Some smaller things also bothered me. Rob Peace grew up in East Orange, New Jersey, not Newark. The town and the city are close by, but distinct. But Hobbs interchanges these towns and when he refers to Newark, I feel as if he’s trying to make Peace’s neighborhood sound worse than it was.

Despite the compelling story, I found his writing style a little pompous, using words like “tchotchkes” and describing food processing for hospital patients as making “stews ingestible by straw.” He describes Rob at Yale as holding court with his pot customers and “presiding with his trademark grin and barbed bons mots.” I know these guys were a bunch of Yalies, but Hobbs sounds like he’s trying to work a big vocabulary into the book. There’s also the matter of overusing the word “impel” and a misuse of the word “infer” when he describes friends visiting Jackie and reminiscing about Rob. Tell me what you think about this sentence: “When he did come up and someone inferred directly or indirectly what a good boy he had been…” Yes, that’s picky, but I’m a little picky.

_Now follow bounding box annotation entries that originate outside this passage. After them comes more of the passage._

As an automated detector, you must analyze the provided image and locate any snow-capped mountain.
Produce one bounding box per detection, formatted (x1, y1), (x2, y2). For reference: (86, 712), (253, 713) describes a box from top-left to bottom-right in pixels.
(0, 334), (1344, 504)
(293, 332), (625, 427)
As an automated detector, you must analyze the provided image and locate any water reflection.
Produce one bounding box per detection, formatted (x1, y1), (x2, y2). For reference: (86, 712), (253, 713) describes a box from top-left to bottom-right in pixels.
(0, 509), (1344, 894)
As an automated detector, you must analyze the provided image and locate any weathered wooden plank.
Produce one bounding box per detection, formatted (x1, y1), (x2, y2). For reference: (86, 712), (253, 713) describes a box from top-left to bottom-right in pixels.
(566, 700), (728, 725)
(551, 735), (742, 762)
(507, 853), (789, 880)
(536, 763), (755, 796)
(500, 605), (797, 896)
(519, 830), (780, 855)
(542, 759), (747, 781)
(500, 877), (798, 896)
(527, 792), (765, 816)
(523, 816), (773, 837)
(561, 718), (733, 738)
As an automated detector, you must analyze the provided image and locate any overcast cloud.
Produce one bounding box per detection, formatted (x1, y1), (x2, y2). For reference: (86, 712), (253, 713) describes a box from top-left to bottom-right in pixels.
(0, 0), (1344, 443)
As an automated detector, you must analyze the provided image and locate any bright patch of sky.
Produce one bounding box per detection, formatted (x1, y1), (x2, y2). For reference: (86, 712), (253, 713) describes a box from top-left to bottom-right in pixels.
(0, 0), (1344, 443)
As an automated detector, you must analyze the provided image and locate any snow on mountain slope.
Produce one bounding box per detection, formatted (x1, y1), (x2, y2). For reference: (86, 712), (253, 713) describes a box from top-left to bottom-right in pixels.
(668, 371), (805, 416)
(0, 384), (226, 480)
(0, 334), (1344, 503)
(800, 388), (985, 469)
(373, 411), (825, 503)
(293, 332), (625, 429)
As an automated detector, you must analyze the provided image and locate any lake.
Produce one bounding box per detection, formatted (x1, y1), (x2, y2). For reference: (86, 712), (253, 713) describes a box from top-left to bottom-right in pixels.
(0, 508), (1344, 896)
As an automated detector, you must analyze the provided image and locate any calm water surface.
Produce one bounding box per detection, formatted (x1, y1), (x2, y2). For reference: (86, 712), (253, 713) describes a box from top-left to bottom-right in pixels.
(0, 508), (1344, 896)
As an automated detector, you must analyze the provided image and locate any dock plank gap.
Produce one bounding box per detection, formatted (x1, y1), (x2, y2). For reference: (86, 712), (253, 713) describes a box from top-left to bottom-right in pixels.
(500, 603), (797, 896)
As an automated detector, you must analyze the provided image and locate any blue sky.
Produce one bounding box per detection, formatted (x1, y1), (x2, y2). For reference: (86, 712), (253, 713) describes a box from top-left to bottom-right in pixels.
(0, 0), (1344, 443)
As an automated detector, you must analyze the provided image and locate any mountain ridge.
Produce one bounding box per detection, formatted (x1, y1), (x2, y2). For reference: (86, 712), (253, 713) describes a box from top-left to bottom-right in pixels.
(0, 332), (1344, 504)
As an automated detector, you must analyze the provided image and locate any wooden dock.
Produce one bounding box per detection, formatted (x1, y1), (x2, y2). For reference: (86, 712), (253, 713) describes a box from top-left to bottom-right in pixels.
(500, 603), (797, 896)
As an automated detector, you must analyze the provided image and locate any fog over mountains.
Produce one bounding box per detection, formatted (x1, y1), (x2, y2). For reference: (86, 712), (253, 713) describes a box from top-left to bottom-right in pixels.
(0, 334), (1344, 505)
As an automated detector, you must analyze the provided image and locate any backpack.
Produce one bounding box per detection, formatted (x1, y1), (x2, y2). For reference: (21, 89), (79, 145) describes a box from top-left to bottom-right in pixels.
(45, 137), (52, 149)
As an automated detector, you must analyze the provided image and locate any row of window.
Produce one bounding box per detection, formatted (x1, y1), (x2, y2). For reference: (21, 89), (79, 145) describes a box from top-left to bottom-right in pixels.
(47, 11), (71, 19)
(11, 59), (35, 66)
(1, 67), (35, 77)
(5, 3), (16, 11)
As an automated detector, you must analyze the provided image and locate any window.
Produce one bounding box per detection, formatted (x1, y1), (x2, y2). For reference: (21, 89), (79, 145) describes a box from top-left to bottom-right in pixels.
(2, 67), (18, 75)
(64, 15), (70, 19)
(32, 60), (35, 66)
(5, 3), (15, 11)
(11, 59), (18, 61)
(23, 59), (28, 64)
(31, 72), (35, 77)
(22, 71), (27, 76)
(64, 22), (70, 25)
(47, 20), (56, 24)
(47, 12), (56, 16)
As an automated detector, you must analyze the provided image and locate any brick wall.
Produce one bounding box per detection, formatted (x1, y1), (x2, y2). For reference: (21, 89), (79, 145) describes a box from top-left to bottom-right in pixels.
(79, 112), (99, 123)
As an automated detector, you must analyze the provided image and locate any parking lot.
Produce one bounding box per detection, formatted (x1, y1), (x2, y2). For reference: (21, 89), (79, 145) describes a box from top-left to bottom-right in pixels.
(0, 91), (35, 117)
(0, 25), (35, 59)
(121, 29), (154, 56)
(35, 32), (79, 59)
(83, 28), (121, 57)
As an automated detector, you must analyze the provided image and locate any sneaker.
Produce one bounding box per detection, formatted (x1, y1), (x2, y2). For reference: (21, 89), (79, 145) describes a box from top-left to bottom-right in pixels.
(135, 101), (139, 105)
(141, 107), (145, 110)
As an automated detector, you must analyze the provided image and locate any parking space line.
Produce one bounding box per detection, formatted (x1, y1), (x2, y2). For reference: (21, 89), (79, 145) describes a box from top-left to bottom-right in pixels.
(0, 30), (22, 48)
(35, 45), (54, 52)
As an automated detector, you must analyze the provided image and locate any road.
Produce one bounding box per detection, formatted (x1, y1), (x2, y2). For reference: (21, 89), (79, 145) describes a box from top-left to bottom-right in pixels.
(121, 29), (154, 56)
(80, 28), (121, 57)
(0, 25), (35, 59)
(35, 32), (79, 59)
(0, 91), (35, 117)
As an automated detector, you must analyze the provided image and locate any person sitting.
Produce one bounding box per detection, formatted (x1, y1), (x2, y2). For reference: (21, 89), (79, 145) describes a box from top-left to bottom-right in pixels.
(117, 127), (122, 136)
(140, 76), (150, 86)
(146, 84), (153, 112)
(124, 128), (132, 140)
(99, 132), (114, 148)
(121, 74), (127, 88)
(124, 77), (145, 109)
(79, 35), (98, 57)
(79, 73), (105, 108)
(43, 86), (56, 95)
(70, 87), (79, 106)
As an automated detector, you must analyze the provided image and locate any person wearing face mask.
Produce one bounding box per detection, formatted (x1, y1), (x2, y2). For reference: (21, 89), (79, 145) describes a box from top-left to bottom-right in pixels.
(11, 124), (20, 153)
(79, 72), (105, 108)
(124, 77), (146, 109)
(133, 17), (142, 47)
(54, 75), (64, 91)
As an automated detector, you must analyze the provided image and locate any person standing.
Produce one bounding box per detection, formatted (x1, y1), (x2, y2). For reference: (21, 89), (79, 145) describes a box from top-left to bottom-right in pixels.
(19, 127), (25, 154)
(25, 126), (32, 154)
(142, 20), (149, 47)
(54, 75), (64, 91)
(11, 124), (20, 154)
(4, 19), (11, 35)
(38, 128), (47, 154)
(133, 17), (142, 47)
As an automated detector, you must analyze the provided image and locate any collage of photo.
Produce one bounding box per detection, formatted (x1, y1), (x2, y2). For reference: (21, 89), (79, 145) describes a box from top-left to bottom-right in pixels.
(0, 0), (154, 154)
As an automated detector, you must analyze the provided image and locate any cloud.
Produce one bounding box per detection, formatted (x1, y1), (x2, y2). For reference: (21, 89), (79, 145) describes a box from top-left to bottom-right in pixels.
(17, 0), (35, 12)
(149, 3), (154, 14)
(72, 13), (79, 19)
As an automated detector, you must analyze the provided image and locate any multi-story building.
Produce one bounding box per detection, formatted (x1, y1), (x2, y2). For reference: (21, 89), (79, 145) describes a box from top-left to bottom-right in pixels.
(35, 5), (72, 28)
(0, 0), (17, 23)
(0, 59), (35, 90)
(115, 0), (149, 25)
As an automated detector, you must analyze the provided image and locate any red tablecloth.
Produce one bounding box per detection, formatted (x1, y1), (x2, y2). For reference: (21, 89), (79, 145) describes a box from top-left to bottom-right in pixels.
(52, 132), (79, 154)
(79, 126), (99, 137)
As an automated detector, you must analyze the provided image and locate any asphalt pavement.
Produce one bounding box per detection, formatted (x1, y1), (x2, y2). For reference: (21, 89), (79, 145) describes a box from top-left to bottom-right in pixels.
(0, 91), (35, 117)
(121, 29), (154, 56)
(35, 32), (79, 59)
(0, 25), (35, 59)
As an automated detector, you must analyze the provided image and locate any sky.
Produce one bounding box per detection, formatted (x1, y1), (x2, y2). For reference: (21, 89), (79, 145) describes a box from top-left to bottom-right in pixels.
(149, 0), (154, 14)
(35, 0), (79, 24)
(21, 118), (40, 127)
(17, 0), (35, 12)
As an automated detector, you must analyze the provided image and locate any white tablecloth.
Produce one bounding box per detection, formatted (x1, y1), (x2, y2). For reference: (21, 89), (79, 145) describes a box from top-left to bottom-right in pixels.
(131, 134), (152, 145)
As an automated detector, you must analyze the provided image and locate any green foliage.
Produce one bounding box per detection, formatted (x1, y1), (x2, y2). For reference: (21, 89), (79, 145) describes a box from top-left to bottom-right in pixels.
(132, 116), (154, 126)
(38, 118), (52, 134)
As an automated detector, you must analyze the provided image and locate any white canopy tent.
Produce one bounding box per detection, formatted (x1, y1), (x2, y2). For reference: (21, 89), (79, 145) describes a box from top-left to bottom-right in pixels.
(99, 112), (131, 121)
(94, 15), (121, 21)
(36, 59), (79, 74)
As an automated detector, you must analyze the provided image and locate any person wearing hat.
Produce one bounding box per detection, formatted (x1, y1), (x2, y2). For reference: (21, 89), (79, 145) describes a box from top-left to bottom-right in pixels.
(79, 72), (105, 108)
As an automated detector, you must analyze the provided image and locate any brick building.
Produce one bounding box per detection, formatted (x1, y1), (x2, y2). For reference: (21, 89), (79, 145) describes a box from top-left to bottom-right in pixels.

But I think the author raises some thoughtful points about how acts of generosity can tragically backfire. For a man who unselfishly gave away his own money, it’s a sad irony that he couldn’t manage the gift of an Ivy League education, which everyone presumed would launch him out of a bad neighborhood and lead him to success. What I guess it must be is the author’s over-sympathetic hero-worship of a man he didn’t fully know and that’s what gives the story an inaccurate slant.

So I give it three stars because the subject matter is very interesting. It’s a bit of a leap to re-create conversations from long ago, before the author even knew Peace, relying on his own imagination and interviews of people who knew his friend. Of course that makes the story more readable. But despite the lengthy research and interviews, there are gaps in the story, making me wonder just how well Jeff Hobbs knew Rob Peace. Or maybe Rob was just impossible to fully understand.